L'analyse de ce budget ne fait apparaître ni inflexion ni modification.
En ce qui concerne le programme 205, la première action relative à la sécurité et à la sûreté maritimes renvoie à une préoccupation largement évoquée par les directeurs de port : alors que nous connaissons une situation délicate en termes de compétitivité, le surcroît de précaution et de réglementation que s'assigne la France finit par grever notre compétitivité. L'ambition d'exemplarité est une bonne chose, mais son décalage avec la moyenne des ports européens les favorise à notre détriment. Je rappelle qu'Anvers attire la moitié du trafic de conteneurs destiné à la France. Il y a donc des parts de marché à conquérir.

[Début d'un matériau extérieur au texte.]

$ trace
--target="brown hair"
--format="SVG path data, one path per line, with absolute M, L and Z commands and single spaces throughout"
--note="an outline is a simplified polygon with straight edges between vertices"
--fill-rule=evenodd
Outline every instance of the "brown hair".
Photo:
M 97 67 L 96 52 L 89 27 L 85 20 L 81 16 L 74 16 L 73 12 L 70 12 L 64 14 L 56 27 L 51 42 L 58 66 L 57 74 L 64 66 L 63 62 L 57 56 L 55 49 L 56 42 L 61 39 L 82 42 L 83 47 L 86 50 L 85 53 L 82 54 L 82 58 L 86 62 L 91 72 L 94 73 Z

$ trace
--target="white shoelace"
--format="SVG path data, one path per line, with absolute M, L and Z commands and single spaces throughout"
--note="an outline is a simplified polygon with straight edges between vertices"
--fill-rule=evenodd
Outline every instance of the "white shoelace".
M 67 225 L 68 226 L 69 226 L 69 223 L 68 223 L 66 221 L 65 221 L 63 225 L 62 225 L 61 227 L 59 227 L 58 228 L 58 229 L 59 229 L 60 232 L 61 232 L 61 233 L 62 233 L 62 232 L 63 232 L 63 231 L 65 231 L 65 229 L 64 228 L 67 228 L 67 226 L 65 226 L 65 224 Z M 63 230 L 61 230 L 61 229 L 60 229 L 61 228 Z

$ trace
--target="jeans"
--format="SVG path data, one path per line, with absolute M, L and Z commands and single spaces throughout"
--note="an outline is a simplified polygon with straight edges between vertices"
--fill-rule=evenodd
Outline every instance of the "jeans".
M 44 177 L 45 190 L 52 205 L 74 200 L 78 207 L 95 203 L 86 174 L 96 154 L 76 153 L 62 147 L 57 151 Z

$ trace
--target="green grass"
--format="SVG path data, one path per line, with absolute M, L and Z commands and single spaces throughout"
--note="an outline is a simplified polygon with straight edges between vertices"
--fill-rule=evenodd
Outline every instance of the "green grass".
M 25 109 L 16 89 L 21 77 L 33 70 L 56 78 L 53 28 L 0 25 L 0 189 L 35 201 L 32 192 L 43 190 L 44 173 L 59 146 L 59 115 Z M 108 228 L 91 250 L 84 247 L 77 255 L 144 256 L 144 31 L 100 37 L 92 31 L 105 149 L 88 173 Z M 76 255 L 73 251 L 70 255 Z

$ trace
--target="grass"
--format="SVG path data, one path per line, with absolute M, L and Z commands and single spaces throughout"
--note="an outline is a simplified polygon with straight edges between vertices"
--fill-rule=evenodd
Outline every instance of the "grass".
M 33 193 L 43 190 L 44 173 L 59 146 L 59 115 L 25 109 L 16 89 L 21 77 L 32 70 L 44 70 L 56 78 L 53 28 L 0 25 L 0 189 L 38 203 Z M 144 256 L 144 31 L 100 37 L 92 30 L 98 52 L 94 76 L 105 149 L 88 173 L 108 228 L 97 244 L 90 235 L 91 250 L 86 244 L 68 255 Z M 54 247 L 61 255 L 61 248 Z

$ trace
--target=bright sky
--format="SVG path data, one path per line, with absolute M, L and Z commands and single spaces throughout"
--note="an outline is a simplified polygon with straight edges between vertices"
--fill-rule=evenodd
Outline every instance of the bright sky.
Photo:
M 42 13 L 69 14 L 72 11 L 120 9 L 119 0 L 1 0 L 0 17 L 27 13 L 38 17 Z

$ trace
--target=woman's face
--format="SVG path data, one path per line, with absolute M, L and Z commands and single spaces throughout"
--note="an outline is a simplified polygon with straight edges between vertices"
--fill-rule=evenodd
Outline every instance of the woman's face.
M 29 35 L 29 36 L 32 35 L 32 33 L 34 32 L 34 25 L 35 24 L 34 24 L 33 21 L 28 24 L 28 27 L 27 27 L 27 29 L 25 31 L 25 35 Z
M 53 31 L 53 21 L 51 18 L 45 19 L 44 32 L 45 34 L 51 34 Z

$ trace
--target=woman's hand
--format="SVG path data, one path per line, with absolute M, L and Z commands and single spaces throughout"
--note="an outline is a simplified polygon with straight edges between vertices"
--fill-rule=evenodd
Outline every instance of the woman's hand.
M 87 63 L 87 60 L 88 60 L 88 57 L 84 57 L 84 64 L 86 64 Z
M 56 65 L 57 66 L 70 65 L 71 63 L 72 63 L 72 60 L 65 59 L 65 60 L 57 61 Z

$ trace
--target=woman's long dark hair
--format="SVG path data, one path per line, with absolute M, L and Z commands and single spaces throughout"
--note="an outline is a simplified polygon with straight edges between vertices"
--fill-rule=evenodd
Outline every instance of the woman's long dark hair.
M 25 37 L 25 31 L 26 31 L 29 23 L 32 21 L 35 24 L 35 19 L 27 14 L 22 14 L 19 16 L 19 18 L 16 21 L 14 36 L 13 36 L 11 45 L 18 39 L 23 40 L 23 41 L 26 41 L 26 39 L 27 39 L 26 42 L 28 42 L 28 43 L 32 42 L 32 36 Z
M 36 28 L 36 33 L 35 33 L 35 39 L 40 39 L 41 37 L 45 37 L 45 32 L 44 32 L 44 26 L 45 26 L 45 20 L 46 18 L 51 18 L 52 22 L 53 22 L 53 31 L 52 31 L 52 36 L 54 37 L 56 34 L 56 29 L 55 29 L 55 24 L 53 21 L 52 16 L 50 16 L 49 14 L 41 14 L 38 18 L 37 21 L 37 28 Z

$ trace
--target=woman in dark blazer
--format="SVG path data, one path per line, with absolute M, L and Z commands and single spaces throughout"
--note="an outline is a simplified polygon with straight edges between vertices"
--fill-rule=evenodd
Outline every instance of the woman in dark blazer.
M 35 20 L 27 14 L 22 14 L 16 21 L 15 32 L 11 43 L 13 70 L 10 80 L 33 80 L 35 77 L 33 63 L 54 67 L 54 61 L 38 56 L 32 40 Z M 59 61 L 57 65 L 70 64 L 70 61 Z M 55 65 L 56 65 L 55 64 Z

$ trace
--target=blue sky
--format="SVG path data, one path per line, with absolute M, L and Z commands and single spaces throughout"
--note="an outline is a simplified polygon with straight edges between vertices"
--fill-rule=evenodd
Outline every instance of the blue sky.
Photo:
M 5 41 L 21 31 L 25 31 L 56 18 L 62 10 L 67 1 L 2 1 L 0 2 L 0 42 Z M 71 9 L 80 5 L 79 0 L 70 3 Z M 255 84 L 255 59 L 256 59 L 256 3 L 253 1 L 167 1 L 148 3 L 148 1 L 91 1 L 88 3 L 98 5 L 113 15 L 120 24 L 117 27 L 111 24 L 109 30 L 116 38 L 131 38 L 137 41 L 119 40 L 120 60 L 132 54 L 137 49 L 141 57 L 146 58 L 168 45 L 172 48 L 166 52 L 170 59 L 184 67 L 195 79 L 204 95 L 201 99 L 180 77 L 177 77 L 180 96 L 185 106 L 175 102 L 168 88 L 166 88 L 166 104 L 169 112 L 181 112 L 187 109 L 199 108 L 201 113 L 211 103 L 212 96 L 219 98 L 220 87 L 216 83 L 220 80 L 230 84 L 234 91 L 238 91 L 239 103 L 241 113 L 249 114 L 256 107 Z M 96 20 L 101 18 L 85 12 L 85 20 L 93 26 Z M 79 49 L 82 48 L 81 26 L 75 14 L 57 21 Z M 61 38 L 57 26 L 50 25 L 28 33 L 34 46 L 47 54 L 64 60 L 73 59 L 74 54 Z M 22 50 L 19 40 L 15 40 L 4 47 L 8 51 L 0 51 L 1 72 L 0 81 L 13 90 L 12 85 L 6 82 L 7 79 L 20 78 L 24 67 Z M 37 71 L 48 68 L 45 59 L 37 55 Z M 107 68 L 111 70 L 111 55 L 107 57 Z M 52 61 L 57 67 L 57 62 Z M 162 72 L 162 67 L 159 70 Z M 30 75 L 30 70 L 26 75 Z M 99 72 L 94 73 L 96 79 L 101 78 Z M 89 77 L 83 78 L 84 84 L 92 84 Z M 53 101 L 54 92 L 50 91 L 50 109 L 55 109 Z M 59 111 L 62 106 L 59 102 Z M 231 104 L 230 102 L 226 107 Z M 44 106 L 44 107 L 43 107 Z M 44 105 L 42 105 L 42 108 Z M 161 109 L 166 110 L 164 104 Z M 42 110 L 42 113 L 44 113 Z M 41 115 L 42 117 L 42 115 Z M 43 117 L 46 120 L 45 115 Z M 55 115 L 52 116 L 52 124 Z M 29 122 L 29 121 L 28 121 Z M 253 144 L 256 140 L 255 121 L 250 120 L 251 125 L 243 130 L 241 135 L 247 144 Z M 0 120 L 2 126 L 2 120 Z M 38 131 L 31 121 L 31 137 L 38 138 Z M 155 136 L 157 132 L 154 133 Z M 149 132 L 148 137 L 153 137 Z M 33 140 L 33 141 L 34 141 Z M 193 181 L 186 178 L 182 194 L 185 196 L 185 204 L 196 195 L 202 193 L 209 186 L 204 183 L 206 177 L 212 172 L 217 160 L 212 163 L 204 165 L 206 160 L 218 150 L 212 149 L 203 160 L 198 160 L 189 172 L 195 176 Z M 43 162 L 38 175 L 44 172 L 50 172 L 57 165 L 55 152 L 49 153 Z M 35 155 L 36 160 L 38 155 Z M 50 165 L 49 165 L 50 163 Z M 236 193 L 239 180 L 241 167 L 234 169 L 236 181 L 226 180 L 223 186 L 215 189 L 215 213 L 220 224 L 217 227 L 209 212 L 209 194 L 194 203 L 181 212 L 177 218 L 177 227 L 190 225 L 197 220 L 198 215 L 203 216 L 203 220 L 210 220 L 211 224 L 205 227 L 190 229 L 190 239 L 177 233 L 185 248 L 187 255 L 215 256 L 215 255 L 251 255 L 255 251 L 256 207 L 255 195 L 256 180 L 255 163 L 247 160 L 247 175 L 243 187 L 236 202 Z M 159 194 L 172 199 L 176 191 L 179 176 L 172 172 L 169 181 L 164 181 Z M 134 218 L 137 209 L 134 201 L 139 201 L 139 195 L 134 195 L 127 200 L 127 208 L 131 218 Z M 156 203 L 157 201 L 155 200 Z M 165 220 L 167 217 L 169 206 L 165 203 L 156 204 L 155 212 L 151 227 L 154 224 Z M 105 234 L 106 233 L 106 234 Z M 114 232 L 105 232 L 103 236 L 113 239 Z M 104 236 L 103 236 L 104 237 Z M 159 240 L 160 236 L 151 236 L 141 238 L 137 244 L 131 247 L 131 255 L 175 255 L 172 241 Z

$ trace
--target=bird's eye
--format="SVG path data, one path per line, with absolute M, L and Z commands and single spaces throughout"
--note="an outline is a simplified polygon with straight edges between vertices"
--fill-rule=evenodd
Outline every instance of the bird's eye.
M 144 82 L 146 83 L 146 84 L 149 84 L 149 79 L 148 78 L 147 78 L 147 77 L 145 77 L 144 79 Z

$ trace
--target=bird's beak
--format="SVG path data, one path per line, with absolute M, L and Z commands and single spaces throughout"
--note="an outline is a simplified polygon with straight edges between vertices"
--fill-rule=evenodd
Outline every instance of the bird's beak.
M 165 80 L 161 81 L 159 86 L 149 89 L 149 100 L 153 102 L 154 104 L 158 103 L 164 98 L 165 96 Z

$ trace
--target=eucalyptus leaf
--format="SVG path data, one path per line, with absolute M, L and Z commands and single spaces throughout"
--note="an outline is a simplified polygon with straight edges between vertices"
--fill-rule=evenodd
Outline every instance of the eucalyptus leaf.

L'action n° 02 relative aux gens de mer, reçoit une dotation quasi-équivalente à celle de l'année dernière. Je suivrai attentivement les choix ministériels sur la formation. La France compte 300 000 emplois dans les filières maritimes : conforter et renforcer cette position requiert des investissements forts dans le domaine de l'enseignement. Ce budget ne contient pas de ligne directrice sur ce point. Or développer le secteur nécessitera de prendre des décisions. J'ai appris la création, à Marseille, d'un cursus sur la sûreté maritime, en partenariat avec Euromed. Je salue l'initiative qui comble une lacune, car aucun programme ne permettait jusqu'à présent de former en France les « aiguilleurs de la mer ». Mais c'est une initiative locale. Je crois que l'État doit instiller une cohérence nationale entre les différents sites de l'enseignement supérieur maritime et leurs activités.
La flotte de commerce, qui bénéficie de l'action n° 03, porte également un enjeu stratégique de compétitivité. Il faut soutenir le pavillon français. À cet égard, tous auront noté la récente implication du fonds stratégique d'investissement dans la restructuration de l'armateur CMA-CGM basé à Marseille. Il reste beaucoup à faire et beaucoup d'orientations à prendre ; j'espère que le ministre pourra nous en dire plus dans les mois qui viennent.
Les actions nos 04 et 05 sur l'action interministérielle de la mer et sur le soutien au programme représentent des sommes de faible ampleur, de sorte que les pourcentages d'évolution ne sont guère significatifs. Nous sommes dans la continuité.
En ce qui concerne le programme 203, la part réservée au maritime se limite à 58 millions d'euros. Les treize ports qui relèvent de l'État se partagent cette dotation, qui demeure stable depuis 2010. Je suis tout de même frappé de constater que les projets stratégiques français sont dressés pour cinq ans, quand les autorités de Rotterdam s'engagent sur un horizon de trente ans. Une vision européenne – voire plus – sur le rapport de nos ports au commerce international et à la mondialisation ne peut se limiter à cinq ans : c'est un enjeu bien plus fort, qui exige une approche bien plus large. Est-ce que nos ports ont une vocation régionale, nationale, spécialisée ? Nous avons la chance de disposer d'infrastructures en Méditerranée, où le potentiel lié à la croissance asiatique est évident, et sur l'Atlantique, où Le Havre et Dunkerque souffrent de la concurrence d'Anvers et Rotterdam. Il faut construire une vision globale, et le rôle de l'Assemblée nationale est d'interpeller le Gouvernement en ce sens.
Ce budget s'inscrit dans la continuité du passé récent. La réforme portuaire de 2008 a été digérée ; il est temps de former un nouveau projet pour notre compétitivité maritime. Pour ma part, si je déplore l'absence de signes forts dans ce projet de loi de finances, je ne reprocherai pas à l'exécutif de prendre un peu de temps pour arrêter des décisions si lourdes. Je m'abstiendrai donc.